You think it’s fair for you to be in there?
For you to even ask speaks volumes about your kind.
Don’t judge me so quickly. I’m just trying to stir up a conversation.
I’ll take some more grass if you don’t mind.
Now there’s a legitimate question. How can you eat that stuff?
There you go again with the dumb questions. Let’s talk about your diet.
My diet?
Sure. I’ve seen you wolfing down Ho-Ho’s and hot dogs. What’s up with that?
Acquired taste, I guess. Don’t knock it till you’ve tried it.
No thanks. I’ll stick to raw meat and grass.
About that grass…why do you eat it?
Fresh green grass is rich in vitamins, minerals and enzymes.
That hasn’t been proved.
What are you some kind of expert?
No but…
Look, if you’d put yourself in my paws, the answer is easy. Consider that I eat herbivores. What do a lot of herbivores eat? Grass and other greens. For me, grass is an appetizer. And since you brought up the question of freedom, let me say that it should be a fundamental right of every life form.
Oh yeah? How free is the prey you catch?
As free as the prey my prey catches. We all have to eat. Where my hunger begins, freedom ends for the animals I pursue.
Is that fair?
Yes, in the sense that all of us have to eat to survive. Back to freedom being a right. Some of my species are occasionally psychotic and play with their prey while it slowly and painfully dies. But overall, we get the killing done quickly. Your kind robs other life forms of freedom, not just for food, but for entertainment, servitude or an abundance of testosterone.
What are you talking about?
Well, let's take fishing. Sometimes you eat what you catch. But often you hook fish, watch them fight for their lives, then unhook them and throw them back. Or you spend $25,000 for an off-road truck, $800 on a rifle, $75 on a hunting license, take two weeks off work, then claim you're hunting deer or hogs for food, or to help manage populations. Or you cage up calves until rodeo time. Then you whoop and holler while trying to lasso the terrified creature so you can throw it to the ground. Then you lock it up again. You may walk upright, but I have my doubts about your intelligence.

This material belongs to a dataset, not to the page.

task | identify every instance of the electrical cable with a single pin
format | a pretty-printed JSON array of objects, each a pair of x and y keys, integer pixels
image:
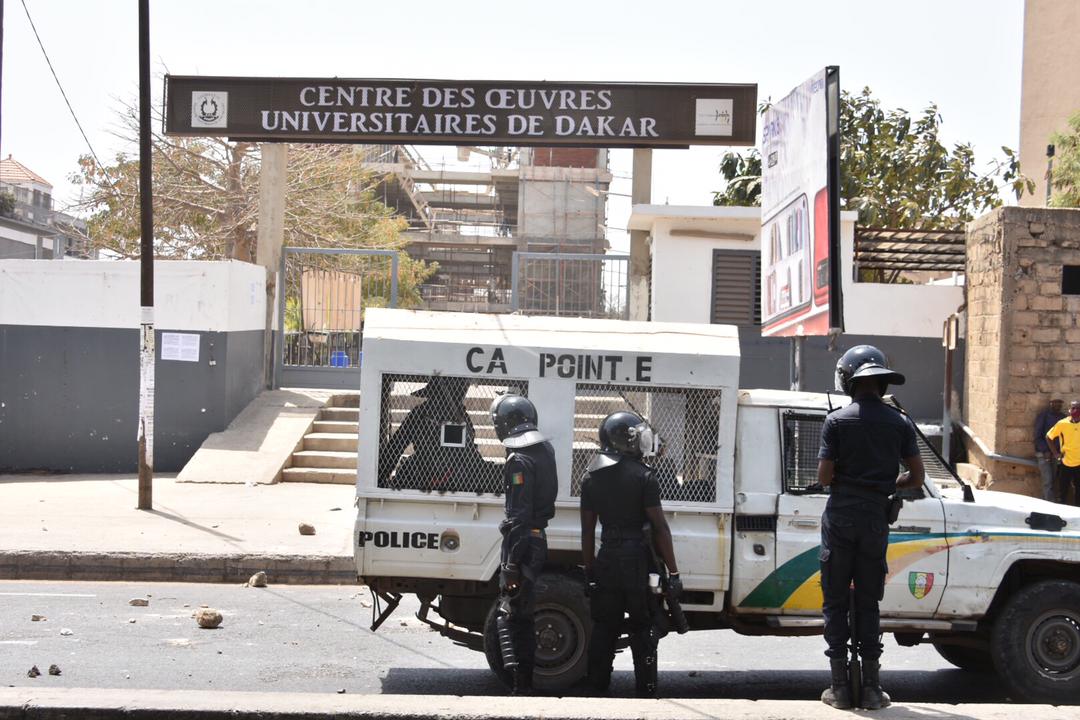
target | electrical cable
[{"x": 66, "y": 100}]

At least we‘re not afraid of water.
Who says I'm afraid of water?
Everybody knows cats hate water.
Really?
My housecat, Inspector Clueso, hates water.
Why do you call him a house cat?
Because he likes to be in the house.
He does? You mean you like to keep him indoors and he’s gotten used to it.
You sure are cynical.
Yes I am, if you look at it only from your limited human perspective. By the way, I love water. In the wild, I’d think nothing of swimming half a mile across a river to get to land on the other side.
What about gators?
You take your chances when you’re looking for a mate. Besides, it would be better than what I have here.
But you’ve got it made here! We feed you, provide you with medicine and shelter. We also protect you so that no one can hurt you.
Oh wow! What a bunch of saints!! Thank you, thank you for all you’ve done for me!
Look, we humans have to have our animals. How else can we study you?
Study us? Is that what you call this? I’m honored. How about trying a camera?
It’s not the same. We need a closer experience than that.
You’re pathetic, you know it?
Do you realize the good we do? If not for us, a lot of animals would become extinct. But we protect them in zoos and allow them to mate there for the continuation of the species.
Have you ever thought about why you really need to do this? Your kind wipes out our habitats and much of what we prey on in the process. After you’ve made us homeless, you feel the need to protect and preserve us. I would rather go extinct.
How much freedom do you need?
As a male, I may roam up to 150 square miles while searching for food and love.
Can’t you find it closer?
Sure, if there were more of us left, as well as more food. Hey, look at you. Your kind travels around the world searching for love and happiness. C’mon.
Let’s change the subject. Who do you think is more important, you or us?
What, are you a lawyer?
No, why?
You ask already knowing the answer. Every animal thinks its kind is the most important. The only difference is that most non-humans realize that every life form is equally important in the big picture. We rely on each other. We’re interconnected. We only eat what we need for the moment. We don’t hoard our food or other valuables beyond the needs of our near future.
There you go with the cynicism again. And why the snarly face?
You’re staring at me.
I’m just trying to make eye contact when we talk. Are you trying to intimidate me by brandishing those big teeth?
I don’t have to try. You know you’re afraid of me.
What makes you think so?
Which of us is on the outside looking in? Which of us has the key to the locked cage?
Who named you Tom anyway? That’s so typical. Everyone names male cats Tom. I would have called you Tiedomahalavich -- or something more original...
Why name me at all? You don’t hear me giving you a name, although plenty come to mind.